Jej zdaniem jest mało prawdopodobne, by oferty z Wielkiej Brytanii połączone z barierą związaną z brexitem, trudnościami z przekraczaniem granicy, ostatecznie łatwo przebijały te z Polski i Europy.
Pokazują to też doświadczenia agencji rekrutacyjnej Antal. Jak przekonuje jej ekspertka Agnieszka Grzegorczyk, obecne oferty mogą być atrakcyjne głównie dla młodych specjalistów, którzy szukają doświadczenia w firmach za granicą. Jednak wśród ludzi z rodzinami, którzy musieliby się przenosić do Wielkiej Brytanii, zainteresowanie jest znikome.

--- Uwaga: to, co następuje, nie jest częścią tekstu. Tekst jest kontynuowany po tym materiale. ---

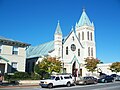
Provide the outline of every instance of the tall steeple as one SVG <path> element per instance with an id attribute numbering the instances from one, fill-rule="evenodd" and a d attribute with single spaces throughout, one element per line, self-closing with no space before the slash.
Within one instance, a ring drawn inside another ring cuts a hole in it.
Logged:
<path id="1" fill-rule="evenodd" d="M 90 21 L 85 9 L 83 9 L 82 15 L 76 24 L 76 35 L 84 47 L 84 58 L 96 58 L 94 23 Z"/>
<path id="2" fill-rule="evenodd" d="M 81 15 L 80 20 L 78 22 L 78 26 L 84 26 L 84 25 L 92 26 L 92 23 L 90 22 L 87 14 L 85 12 L 85 9 L 83 9 L 82 15 Z"/>
<path id="3" fill-rule="evenodd" d="M 54 34 L 54 49 L 55 57 L 62 58 L 62 31 L 59 21 Z"/>
<path id="4" fill-rule="evenodd" d="M 58 20 L 58 24 L 57 24 L 57 27 L 56 27 L 55 34 L 62 34 L 62 31 L 61 31 L 61 27 L 60 27 L 59 20 Z"/>

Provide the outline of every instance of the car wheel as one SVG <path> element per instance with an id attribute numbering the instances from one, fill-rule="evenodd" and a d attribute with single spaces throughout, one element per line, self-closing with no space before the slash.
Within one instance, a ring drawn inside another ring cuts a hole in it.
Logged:
<path id="1" fill-rule="evenodd" d="M 71 86 L 70 82 L 67 82 L 67 87 L 70 87 L 70 86 Z"/>
<path id="2" fill-rule="evenodd" d="M 76 83 L 74 82 L 73 85 L 76 86 Z"/>
<path id="3" fill-rule="evenodd" d="M 48 84 L 48 88 L 52 88 L 52 87 L 53 87 L 52 83 Z"/>
<path id="4" fill-rule="evenodd" d="M 107 80 L 105 80 L 104 82 L 107 83 Z"/>
<path id="5" fill-rule="evenodd" d="M 95 81 L 94 84 L 97 84 L 97 81 Z"/>

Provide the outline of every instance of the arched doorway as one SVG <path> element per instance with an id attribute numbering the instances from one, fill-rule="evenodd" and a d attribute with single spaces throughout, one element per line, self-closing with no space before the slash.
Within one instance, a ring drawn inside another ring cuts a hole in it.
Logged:
<path id="1" fill-rule="evenodd" d="M 74 61 L 73 65 L 72 65 L 72 75 L 74 77 L 77 76 L 77 73 L 76 73 L 76 61 Z"/>

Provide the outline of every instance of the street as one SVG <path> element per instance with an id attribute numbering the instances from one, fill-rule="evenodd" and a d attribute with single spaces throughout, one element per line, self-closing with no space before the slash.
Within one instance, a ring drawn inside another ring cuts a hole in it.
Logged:
<path id="1" fill-rule="evenodd" d="M 120 82 L 114 82 L 114 83 L 98 83 L 98 84 L 92 84 L 92 85 L 77 85 L 72 87 L 55 87 L 52 90 L 120 90 Z M 41 88 L 39 86 L 29 88 L 1 88 L 0 90 L 49 90 L 48 88 Z"/>

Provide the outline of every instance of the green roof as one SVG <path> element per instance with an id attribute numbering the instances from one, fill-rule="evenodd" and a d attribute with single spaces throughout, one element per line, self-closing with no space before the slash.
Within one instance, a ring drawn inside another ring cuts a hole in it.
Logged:
<path id="1" fill-rule="evenodd" d="M 0 42 L 2 42 L 2 43 L 4 43 L 4 42 L 16 43 L 19 46 L 29 46 L 30 45 L 30 44 L 27 44 L 27 43 L 24 43 L 24 42 L 16 41 L 16 40 L 5 38 L 5 37 L 2 37 L 2 36 L 0 36 Z"/>
<path id="2" fill-rule="evenodd" d="M 2 57 L 2 56 L 0 56 L 0 59 L 3 59 L 4 61 L 9 62 L 8 59 L 6 59 L 6 58 L 4 58 L 4 57 Z"/>
<path id="3" fill-rule="evenodd" d="M 27 58 L 46 56 L 48 55 L 49 52 L 53 50 L 54 50 L 54 41 L 51 41 L 44 44 L 40 44 L 38 46 L 30 46 L 26 51 L 26 55 Z"/>

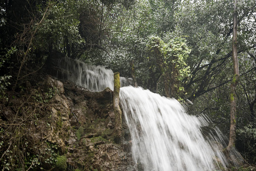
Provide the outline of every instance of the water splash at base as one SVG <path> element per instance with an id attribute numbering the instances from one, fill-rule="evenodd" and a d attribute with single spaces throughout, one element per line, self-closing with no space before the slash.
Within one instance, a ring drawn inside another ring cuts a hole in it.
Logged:
<path id="1" fill-rule="evenodd" d="M 214 142 L 206 141 L 202 117 L 188 115 L 181 104 L 141 88 L 120 89 L 120 101 L 132 142 L 135 163 L 143 170 L 214 170 L 226 166 Z"/>

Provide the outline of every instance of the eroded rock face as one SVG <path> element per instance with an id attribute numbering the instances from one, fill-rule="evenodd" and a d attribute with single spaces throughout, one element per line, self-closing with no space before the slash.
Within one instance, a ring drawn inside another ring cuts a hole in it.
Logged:
<path id="1" fill-rule="evenodd" d="M 63 170 L 57 159 L 66 158 L 69 170 L 133 170 L 129 136 L 115 142 L 111 90 L 91 92 L 50 76 L 38 85 L 0 104 L 2 149 L 13 152 L 2 161 L 13 162 L 11 170 Z M 8 161 L 11 155 L 19 158 Z"/>

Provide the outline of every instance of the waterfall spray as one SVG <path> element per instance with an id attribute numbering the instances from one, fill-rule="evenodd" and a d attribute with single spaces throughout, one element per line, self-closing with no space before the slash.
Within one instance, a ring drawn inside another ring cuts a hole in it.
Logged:
<path id="1" fill-rule="evenodd" d="M 57 66 L 59 78 L 92 91 L 113 88 L 111 70 L 67 58 L 60 59 Z M 121 77 L 120 82 L 121 85 L 128 85 L 132 80 Z M 209 123 L 205 117 L 190 116 L 176 100 L 140 87 L 121 88 L 120 100 L 131 133 L 136 170 L 214 170 L 219 164 L 227 166 L 218 142 L 223 141 L 218 130 L 217 136 L 202 135 L 202 128 Z"/>

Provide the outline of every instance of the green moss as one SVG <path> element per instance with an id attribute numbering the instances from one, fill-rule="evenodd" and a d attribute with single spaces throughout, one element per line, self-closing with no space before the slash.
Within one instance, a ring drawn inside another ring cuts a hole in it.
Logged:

- W przypadku stanowisk produkcyjnych i nisko wykwalifikowanych innych zawodów odczuwalny jest problem ze skompletowaniem oferty dla brytyjskich pracodawców. Przed brexitem na 20 poszukiwanych kandydatów - zgłaszało się 18 pracowników z Europy Środkowowschodniej, w większości Polaków. Dziś takiego zainteresowania już nie widzimy - mówi Grzegorczyk.
Są też i powroty
Wszystko to mimo ciągle znaczącej różnicy w wynagrodzeniach. Według ostatnich danych ONS z lipca tego roku średnia miesięczna płaca w Wielkiej Brytanii wyniosła 2675 funtów, czyli ponad 14 tys. zł. W Polsce w tym samym czasie, według danych GUS, średnia pensja w przedsiębiorstwach wyniosła 5,9 tys. zł.
Ciągle też kuszące oferty czekają na pracowników branży IT, którzy już na wstępie kariery mogą liczyć nawet na 3 tys. funtów, czyli 16 tys. zł. W wyjątkowej sytuacji są też inżynierowie. Tutaj zarobki kształtują się w przedziale 3,5 - 4,2 tys. funtów, czyli od 18 do 22 tys. zł.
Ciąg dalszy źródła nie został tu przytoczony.